Some of the world’s brightest minds are gathering at a hotel conference centre in Vancouver this week to try to solve a question that has baffled physicists for decades.
The two pillars of modern physics — the theories of quantum mechanics and general relativity — have been used respectively to describe how matter behaves, as well as space, time and gravity.
The problem is that the theories don’t appear to be compatible, said Peter Galison, a professor in history of science and physics at Harvard University.
“These theories can’t just harmoniously live in splendid isolation, one from the other.

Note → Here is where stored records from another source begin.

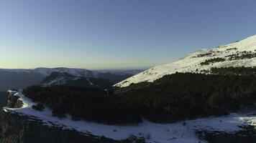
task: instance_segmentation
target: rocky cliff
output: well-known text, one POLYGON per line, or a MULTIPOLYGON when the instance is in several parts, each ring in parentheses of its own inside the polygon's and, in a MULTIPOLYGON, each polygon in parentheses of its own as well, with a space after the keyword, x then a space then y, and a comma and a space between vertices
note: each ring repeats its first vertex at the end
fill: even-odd
MULTIPOLYGON (((22 102, 19 97, 8 94, 7 107, 19 108, 22 102)), ((129 139, 115 141, 104 137, 96 137, 76 130, 66 129, 53 123, 45 124, 40 119, 21 115, 15 112, 0 111, 0 141, 3 143, 117 143, 130 142, 129 139)))

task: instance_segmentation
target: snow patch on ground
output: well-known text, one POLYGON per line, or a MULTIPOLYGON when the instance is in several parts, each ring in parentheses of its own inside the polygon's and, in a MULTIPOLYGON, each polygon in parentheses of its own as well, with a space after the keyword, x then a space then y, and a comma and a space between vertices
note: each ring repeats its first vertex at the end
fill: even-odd
MULTIPOLYGON (((45 125, 52 126, 52 123, 63 126, 64 129, 76 129, 78 132, 104 136, 113 139, 120 140, 130 135, 144 137, 147 142, 159 143, 198 143, 200 140, 195 134, 196 130, 219 131, 232 133, 241 130, 241 125, 256 125, 256 117, 249 115, 231 114, 219 117, 202 118, 194 120, 187 120, 173 124, 156 124, 147 120, 136 125, 106 125, 85 121, 73 121, 70 116, 67 118, 59 119, 52 117, 50 109, 38 112, 32 109, 36 103, 22 94, 22 91, 8 91, 18 96, 22 101, 21 108, 4 107, 6 112, 15 112, 21 114, 32 116, 42 119, 45 125)), ((205 141, 200 141, 206 142, 205 141)))
POLYGON ((242 54, 243 51, 255 53, 256 35, 237 41, 230 44, 220 46, 213 49, 198 50, 188 56, 174 62, 157 66, 138 74, 136 74, 126 80, 124 80, 114 86, 124 87, 132 83, 136 84, 142 82, 154 82, 162 78, 165 75, 175 74, 175 72, 195 72, 200 73, 201 70, 210 70, 212 67, 227 66, 255 66, 256 57, 247 59, 226 60, 223 62, 216 62, 209 65, 201 65, 201 62, 214 58, 228 59, 228 56, 242 54), (211 53, 209 55, 204 55, 211 53))

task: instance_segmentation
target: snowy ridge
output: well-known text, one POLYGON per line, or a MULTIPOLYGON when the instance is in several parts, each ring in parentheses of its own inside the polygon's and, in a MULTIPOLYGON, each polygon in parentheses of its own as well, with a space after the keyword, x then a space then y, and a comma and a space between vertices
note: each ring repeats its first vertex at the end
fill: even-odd
POLYGON ((52 116, 50 109, 45 109, 38 112, 32 109, 32 106, 37 103, 24 97, 22 90, 18 92, 9 90, 14 96, 19 97, 23 102, 21 108, 4 107, 6 112, 16 112, 20 115, 29 115, 32 119, 42 119, 45 125, 60 125, 64 129, 76 129, 85 134, 104 136, 116 140, 127 139, 131 134, 137 137, 145 137, 148 143, 198 143, 206 142, 200 140, 195 134, 195 131, 207 130, 209 132, 219 131, 233 133, 241 130, 239 126, 256 125, 256 117, 245 114, 231 114, 220 117, 202 118, 194 120, 180 122, 173 124, 155 124, 144 120, 137 125, 106 125, 88 122, 85 121, 73 121, 70 116, 67 118, 59 119, 52 116), (147 137, 150 137, 147 138, 147 137))
POLYGON ((175 72, 201 72, 203 70, 210 70, 212 67, 227 66, 255 66, 256 57, 244 59, 228 60, 234 54, 241 55, 243 51, 256 53, 256 35, 244 40, 236 41, 227 45, 220 46, 209 49, 197 51, 188 56, 174 62, 157 66, 138 74, 136 74, 114 86, 127 87, 132 83, 142 82, 154 82, 165 75, 175 72), (201 63, 214 58, 225 59, 224 61, 215 62, 209 65, 201 65, 201 63))

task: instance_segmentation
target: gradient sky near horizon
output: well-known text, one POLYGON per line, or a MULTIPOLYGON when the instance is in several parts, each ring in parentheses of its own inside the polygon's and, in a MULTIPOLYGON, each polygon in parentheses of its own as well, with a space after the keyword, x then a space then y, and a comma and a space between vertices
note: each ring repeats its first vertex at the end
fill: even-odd
POLYGON ((0 68, 144 69, 256 34, 253 0, 0 0, 0 68))

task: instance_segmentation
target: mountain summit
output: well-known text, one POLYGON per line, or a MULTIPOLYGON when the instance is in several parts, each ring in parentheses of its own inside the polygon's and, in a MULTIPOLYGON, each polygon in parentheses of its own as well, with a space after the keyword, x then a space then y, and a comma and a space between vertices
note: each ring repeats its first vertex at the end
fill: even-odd
POLYGON ((256 66, 256 35, 242 41, 193 52, 174 62, 157 66, 114 86, 127 87, 131 84, 154 82, 175 72, 209 73, 214 67, 256 66))

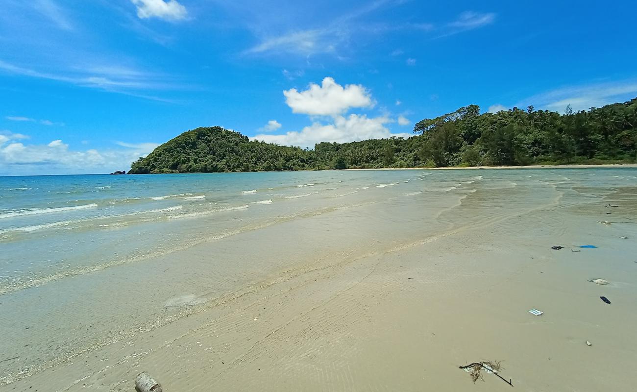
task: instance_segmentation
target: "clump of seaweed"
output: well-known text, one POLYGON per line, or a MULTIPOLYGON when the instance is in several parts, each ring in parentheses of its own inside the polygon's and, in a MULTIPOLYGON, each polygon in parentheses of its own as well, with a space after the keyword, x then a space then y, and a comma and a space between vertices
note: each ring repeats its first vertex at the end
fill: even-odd
POLYGON ((471 376, 471 380, 475 383, 478 380, 482 380, 484 381, 484 377, 482 375, 482 370, 485 370, 487 373, 490 373, 492 374, 495 374, 498 377, 499 377, 503 381, 508 384, 511 386, 513 384, 511 382, 511 380, 507 381, 506 379, 503 378, 501 375, 497 374, 501 370, 502 370, 502 361, 482 361, 481 362, 474 362, 473 363, 469 363, 469 365, 466 365, 464 366, 459 367, 461 369, 462 369, 465 372, 469 373, 471 376))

We know our account of the world is inadequate until we figure out how to make them play nicely together,” he said in an interview after giving a talk on how black holes fit into the equation.
Galison is among several leading thinkers who arrived at the Quantum Gravity Conference for the launch a new global research collaborative known as the Quantum Gravity Institute in Vancouver.
While speakers at the conference are primarily scientists, including Nobel laureates Jim Peebles, Sir Roger Penrose and Kip Thorne, those behind the institute come from less likely fields.
The Quantum Gravity Society represents a group of business, technology and community leaders. Founding members include Frank Giustra of Fiore Group, Terry Hui of Concord Pacific, Paul Lee and Moe Kermani of Vanedge Capital and Markus Frind of Frind Estate Winery. They are joined by physicists Penrose, Abhay Ashtekar, Philip Stamp, Bill Unruh and Birgitta Whaley.
Hui, who studied physics as part of his undergraduate degree, said organizing the conference and launching the institute felt like fulfilling a childhood dream.
Hui said he wanted to help and saw his role as philanthropic, adding he believed it would benefit Vancouver economically.
As a non-local and the founder of the Black Hole Initiative at Harvard, Galison said he’s happy to see more interdisciplinary support for exploring some of the biggest questions in science.
He called the conference an interesting event for bringing together people in technology and venture capitalism with scientists from varied fields. The launch of the institute is also meaningful, he said.
“It’s also a kickoff event for something much bigger and longer-lasting.”
As for the central question of the conference, Galison said it’s an opportunity to explore where the theories overlap and where they don’t from different angles.
“One place they intersect is clearly at the beginning of the universe, early cosmology, because when energy is incredibly compressed, when you have enormous energy densities, you’re at the limit where the bending of space and time creates so much energy that quantum effects come into play,” he said.
The theory of quantum mechanics, introduced in the 1920s, entered a world already shaken by Albert Einstein’s theory of relativity, which inspired responses not just from scientists but from poets and philosophers, he said.
“That these things are not compatible is really unnerving,” Galison said.
Cracking the code for why isn’t something that will happen in a moment, a week or a year, he said.
“There’s a tremendous amount of work,” he said. “It’s more like building a cathedral than throwing up a bicycle shed.”